Go into any art gallery the length and breadth of the UK and you are bound to find a Bomberg. David Bomberg, born in Birmingham in 1890 to Polish-Jewish immigrants, epitomises the term ‘artist’. Constantly developing his style and being seduced by the times and cultures he lived through, Bomberg’s works are a joy to behold.
In 1895, the family moved to Whitechapel, London and Bomberg was to become immersed in the culture of the East End of London which was reflected in his early works – the slum housing, public bath houses and the theatre were all subject matters against the backdrop of the First World War.
A student to Walter Sickert, the English painter and founding member of the Camden Town Group in the early part of the 20th Century, and a scholarship student of the Slade School of Fine Art, Bomberg was influenced early on by the Italian Futurists and their focus on the mechanised movement of the pictorial plane.
Connected to the Vorticist movement,the short-lived British avant-garde movement that began with Wyndham Lewis’s manifesto, ‘Blast’ committing artists to the industrial age who wished to ‘blast’ out of existence all that had been accepted before. The term ‘Vorticism’ came from the American poet, Ezra Pound, who said, “The Vortex is the point of maximum energy’ and works by Lewis, and artists such as Henri Gaudier-Brzeska, CRW Nevinson and Edward Wadsworth began to reflect that energy. The art critic, Frank Rutter stated that it was clear that these young artists “had constructed a new machinery for picture making”.
Although he did not sign the manifesto or claim to be a member of the group, Bomberg’s paintings were starting to cause a stir. Bomberg put forward a six painting contribution to the ‘Exhibition of Camden Town Group and Others’ in Brighton at the end of 1913, and was included as part of the ‘others’ section, Bomberg clearly did not wish to be aligned with one particular movement- he was not a ‘cubist’ nor was he really a Vorticist, but he carved out his own distinct style. In the catalogue for his own 1914 exhibition at the Chenil Gallery, he wrote: “…where I have used Naturalistic form, I have stripped it of all irrelevant matter… My object is the construction of Pure Form.”

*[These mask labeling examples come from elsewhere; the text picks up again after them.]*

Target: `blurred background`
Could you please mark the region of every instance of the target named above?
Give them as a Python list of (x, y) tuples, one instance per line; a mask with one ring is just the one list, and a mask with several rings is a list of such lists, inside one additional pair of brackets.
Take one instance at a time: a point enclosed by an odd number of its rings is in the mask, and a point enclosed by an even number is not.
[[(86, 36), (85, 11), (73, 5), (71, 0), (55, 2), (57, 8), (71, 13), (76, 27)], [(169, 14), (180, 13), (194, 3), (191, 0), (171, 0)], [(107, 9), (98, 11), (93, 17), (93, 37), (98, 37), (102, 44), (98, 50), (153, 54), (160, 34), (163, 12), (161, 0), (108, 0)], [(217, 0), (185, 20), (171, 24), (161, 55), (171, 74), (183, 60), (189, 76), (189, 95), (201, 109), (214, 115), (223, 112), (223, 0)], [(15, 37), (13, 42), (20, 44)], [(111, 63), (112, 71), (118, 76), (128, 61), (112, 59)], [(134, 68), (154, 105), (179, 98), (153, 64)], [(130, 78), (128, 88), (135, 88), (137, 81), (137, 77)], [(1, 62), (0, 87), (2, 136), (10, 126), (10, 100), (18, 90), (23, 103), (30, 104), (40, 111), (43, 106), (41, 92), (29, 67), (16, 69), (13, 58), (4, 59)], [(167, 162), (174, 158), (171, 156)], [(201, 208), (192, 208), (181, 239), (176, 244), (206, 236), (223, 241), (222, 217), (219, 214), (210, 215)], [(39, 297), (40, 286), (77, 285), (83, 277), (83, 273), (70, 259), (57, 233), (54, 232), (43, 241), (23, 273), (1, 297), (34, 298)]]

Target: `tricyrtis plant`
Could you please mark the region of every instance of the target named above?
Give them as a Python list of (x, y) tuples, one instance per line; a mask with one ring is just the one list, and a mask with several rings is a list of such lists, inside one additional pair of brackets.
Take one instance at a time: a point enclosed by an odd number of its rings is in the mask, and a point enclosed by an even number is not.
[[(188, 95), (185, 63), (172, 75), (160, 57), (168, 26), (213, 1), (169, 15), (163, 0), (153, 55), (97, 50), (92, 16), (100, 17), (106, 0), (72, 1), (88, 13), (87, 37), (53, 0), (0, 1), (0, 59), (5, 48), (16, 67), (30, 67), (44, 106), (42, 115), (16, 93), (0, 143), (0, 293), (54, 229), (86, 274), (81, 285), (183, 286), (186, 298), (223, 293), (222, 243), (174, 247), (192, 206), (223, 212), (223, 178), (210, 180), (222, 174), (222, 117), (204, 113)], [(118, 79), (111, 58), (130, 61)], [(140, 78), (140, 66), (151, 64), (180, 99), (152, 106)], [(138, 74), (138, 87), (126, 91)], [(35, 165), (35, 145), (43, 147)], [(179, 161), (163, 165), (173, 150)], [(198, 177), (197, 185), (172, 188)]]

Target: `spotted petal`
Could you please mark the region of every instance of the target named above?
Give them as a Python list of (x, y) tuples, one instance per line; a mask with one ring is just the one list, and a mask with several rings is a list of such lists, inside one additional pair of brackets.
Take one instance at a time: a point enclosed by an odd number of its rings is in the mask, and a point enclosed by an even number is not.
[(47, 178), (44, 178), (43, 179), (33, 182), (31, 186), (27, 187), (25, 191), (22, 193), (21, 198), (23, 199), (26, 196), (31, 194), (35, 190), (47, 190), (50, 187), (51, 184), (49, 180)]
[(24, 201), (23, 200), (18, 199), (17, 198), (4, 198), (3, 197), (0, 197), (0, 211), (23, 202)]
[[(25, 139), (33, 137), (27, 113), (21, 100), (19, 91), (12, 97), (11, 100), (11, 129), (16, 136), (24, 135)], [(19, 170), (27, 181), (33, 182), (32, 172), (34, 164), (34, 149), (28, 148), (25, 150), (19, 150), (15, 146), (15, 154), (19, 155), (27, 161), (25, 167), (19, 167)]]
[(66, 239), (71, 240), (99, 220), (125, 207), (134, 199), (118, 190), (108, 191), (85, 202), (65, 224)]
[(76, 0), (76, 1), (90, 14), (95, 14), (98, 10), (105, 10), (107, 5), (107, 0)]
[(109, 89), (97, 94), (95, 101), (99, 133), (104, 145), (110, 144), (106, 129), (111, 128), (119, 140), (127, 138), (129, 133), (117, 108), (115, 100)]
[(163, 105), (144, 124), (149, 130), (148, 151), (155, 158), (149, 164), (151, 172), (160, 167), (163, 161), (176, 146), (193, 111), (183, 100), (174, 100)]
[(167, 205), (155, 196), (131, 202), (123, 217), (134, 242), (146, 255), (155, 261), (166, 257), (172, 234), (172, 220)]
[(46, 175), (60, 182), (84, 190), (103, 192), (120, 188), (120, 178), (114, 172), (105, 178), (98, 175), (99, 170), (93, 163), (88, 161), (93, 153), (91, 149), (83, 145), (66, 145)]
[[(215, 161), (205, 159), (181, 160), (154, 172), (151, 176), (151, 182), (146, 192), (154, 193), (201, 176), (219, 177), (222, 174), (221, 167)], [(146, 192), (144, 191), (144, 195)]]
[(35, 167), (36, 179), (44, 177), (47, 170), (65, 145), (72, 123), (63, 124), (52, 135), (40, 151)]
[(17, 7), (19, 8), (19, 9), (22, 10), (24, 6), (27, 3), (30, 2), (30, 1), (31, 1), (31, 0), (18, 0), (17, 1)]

Ju-Jitsu of 1913 demonstrated this skill of removing all irrelevant matter. Dividing the canvas into 64 squares, Bomberg meticulously fragmented the fight into pure kinetic energy.
In 1914, Bomberg produced his most audacious, pure form work to date – The Mud Bath.
The East End public baths would have been visited by Bomberg as a young boy. Despite the angularity and the geometric positioning, there is a humanity about the figures that takes your breath away. Once you realise that the white and blue is light and shade, you start to see the forms in their different guises: the man diving in, the one on the bath’s edge, the head and arms of the man cutting through the water amongst them. This work caused much of a stir when it was hung outside the Chenil Gallery so it could be seen in the brilliant sunlight.
Bomberg enlisted in the First World War and the traumas that he experienced, deaths of friends and families left their mark on the sensitive young artist.
By the end of the war, Bomberg was still in a semi-vorticist phase as seen by the angles of the window, furniture and the central figure in At the Window (1919).
The red woodwork of the window cages to figure gazing out at an unseen vista. Painted in the middle of World War One, and with the woman in black, it could be interpreted as reflecting the futility of the war that was surrounding them.
Another interpretation could be a sense of being trapped within a claustrophobic domestic setting as the furniture behind and to the side is of the same red and her foot on the chair could signify her desire to escape through that window but she is powerless to make the leap. The perspective is slightly tilted so the creates an air of uncertainty – the question has to be asked: which way will she leap?
Post War Britain gave Bomberg a new outlet for his art. Bomberg returned to the place he knew well – the Jewish East End. Painted in 1920, this is a tightly composed work, entitled ‘Ghetto Theatre’ reflects Bomberg’s unease following his war experiences.
The two tiers show the divide between the well-to-do and the poorer element of society. The whole canvas is still, in comparison to his earlier works – the main figure leans towards the front of the painting, putting his full weight on his walking stick. The faces of the people above and below the gallery are mask-like in appearance, giving nothing away. The balcony forms a barrier, trapping the audience in their seats. The only element of vibrancy is the use of the red in the upper gallery and even then, it is bathed in shadow as the audience gaze impassively on the entertainment below.
Bomberg only used this style in the early part of his career. From the 1920s onwards, weary with what a post-war Britain now looked like and starting with a move to the countryside, Bomberg moved into a more representational style and away from his mechanised, angular forms to begin to explore, as he put it, “a personal communication with the land.”